Zach Toews commented on CASSANDRA-17025:
----------------------------------------

[~brandon.williams] To clarify, what we're seeing is the node with the long gc pauses is marked down by the other nodes while `nodetool status` on the down nodes says it is still up. While it is in this state the entire cluster becomes unresponsive until the down node is restarted.

> Direct memory OOM 
> ------------------
>
>                 Key: CASSANDRA-17025
>                 URL: https://issues.apache.org/jira/browse/CASSANDRA-17025
>             Project: Cassandra
>          Issue Type: Bug
>            Reporter: Zach Toews
>            Priority: Normal
>
> Version: 3.11.11
> Cluster: 9 nodes (1 dc, 3 racks) on aws r5.4xlarge nodes (16 vCPU, 128GB mem)
> Heap size: 20G
> Direct memory buffer: 24G
>  
> We stood up this cluster a few months ago in order to migrate an old 2.0 cluster. Since then, after about 7-10 days a node will begin to experience long old gc cycles  before logging many  "java.lang.OutOfMemoryError: Direct buffer memory" exceptions. When the long gc cycles start, the entire cluster becomes unresponsive (our application is unable to make queries to any node).

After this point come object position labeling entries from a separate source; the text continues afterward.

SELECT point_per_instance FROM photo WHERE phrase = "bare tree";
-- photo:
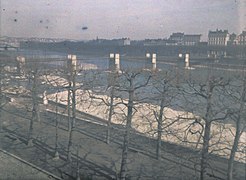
(238, 115)
(204, 99)
(130, 85)
(35, 105)
(164, 93)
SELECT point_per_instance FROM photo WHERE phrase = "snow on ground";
(179, 127)
(12, 168)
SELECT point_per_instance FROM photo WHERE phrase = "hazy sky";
(137, 19)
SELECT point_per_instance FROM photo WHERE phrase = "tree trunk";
(205, 147)
(123, 169)
(111, 108)
(206, 137)
(159, 130)
(56, 145)
(237, 135)
(35, 109)
(69, 155)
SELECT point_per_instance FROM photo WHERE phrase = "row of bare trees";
(210, 100)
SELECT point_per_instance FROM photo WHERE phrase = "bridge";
(8, 47)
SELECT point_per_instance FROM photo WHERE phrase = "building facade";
(242, 39)
(191, 39)
(218, 38)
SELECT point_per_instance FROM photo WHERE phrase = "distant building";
(112, 42)
(184, 39)
(191, 39)
(124, 42)
(177, 37)
(155, 42)
(242, 38)
(233, 40)
(218, 38)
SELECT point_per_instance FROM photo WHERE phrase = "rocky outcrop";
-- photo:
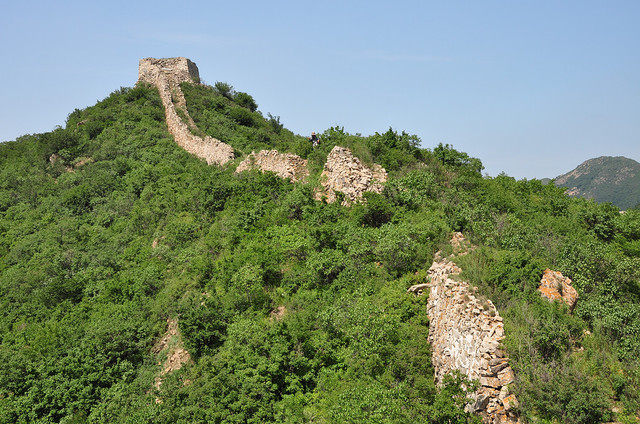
(465, 333)
(555, 286)
(166, 75)
(285, 165)
(345, 173)
(170, 345)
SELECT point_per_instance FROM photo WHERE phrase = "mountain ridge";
(614, 179)
(138, 283)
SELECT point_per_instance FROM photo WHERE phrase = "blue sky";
(532, 88)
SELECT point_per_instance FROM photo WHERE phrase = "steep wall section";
(285, 165)
(345, 173)
(166, 75)
(465, 333)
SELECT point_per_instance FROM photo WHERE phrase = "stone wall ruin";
(345, 173)
(284, 165)
(465, 333)
(166, 75)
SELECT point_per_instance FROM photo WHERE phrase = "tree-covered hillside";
(293, 310)
(605, 179)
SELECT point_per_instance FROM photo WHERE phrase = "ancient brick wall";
(166, 75)
(465, 333)
(285, 165)
(345, 173)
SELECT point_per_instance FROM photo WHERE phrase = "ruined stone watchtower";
(177, 69)
(167, 75)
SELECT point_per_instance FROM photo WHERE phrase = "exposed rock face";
(166, 75)
(345, 173)
(285, 165)
(171, 345)
(555, 286)
(465, 333)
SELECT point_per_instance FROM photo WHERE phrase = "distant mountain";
(614, 179)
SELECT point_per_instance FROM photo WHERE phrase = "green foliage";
(294, 310)
(245, 100)
(224, 89)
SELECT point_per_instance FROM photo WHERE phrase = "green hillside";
(293, 310)
(605, 179)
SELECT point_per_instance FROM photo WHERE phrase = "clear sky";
(532, 88)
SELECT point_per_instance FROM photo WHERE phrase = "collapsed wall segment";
(465, 334)
(167, 75)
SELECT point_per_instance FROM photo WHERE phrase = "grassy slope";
(84, 295)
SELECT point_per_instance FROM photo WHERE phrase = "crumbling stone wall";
(555, 286)
(285, 165)
(166, 75)
(345, 173)
(465, 333)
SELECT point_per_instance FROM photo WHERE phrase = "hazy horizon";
(532, 89)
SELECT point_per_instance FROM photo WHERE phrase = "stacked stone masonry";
(465, 333)
(285, 165)
(345, 173)
(166, 75)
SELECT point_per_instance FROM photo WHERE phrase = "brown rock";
(555, 286)
(510, 402)
(490, 382)
(506, 376)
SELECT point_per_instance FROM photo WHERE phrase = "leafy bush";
(245, 100)
(224, 89)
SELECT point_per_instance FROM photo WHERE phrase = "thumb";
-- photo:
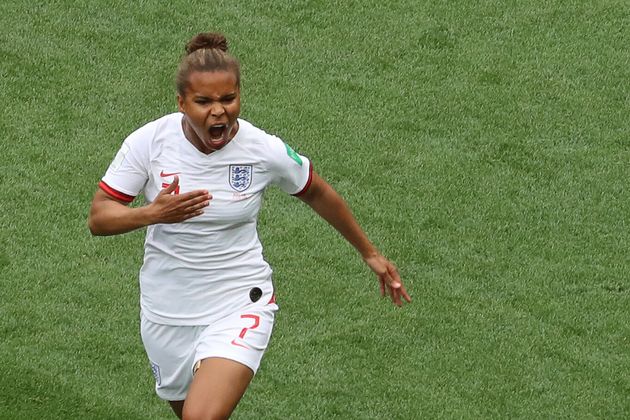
(172, 186)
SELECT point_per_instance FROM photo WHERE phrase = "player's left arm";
(326, 202)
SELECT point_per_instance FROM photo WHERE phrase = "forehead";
(212, 83)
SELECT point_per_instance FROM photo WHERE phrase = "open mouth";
(218, 132)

> Restarting cassandra on the failing node resolves the problem, then we have to restart every other node in the cluster to prevent them from getting into the same state.
>  
> We have attempted to:
>  * Increase -XX:MaxDirectMemorySize
>  * Increase -Djdk.nio.maxCachedBufferSize
>  * Update cassandra from 3.11.10 to 3.11.11
> None of these have resolved the problem.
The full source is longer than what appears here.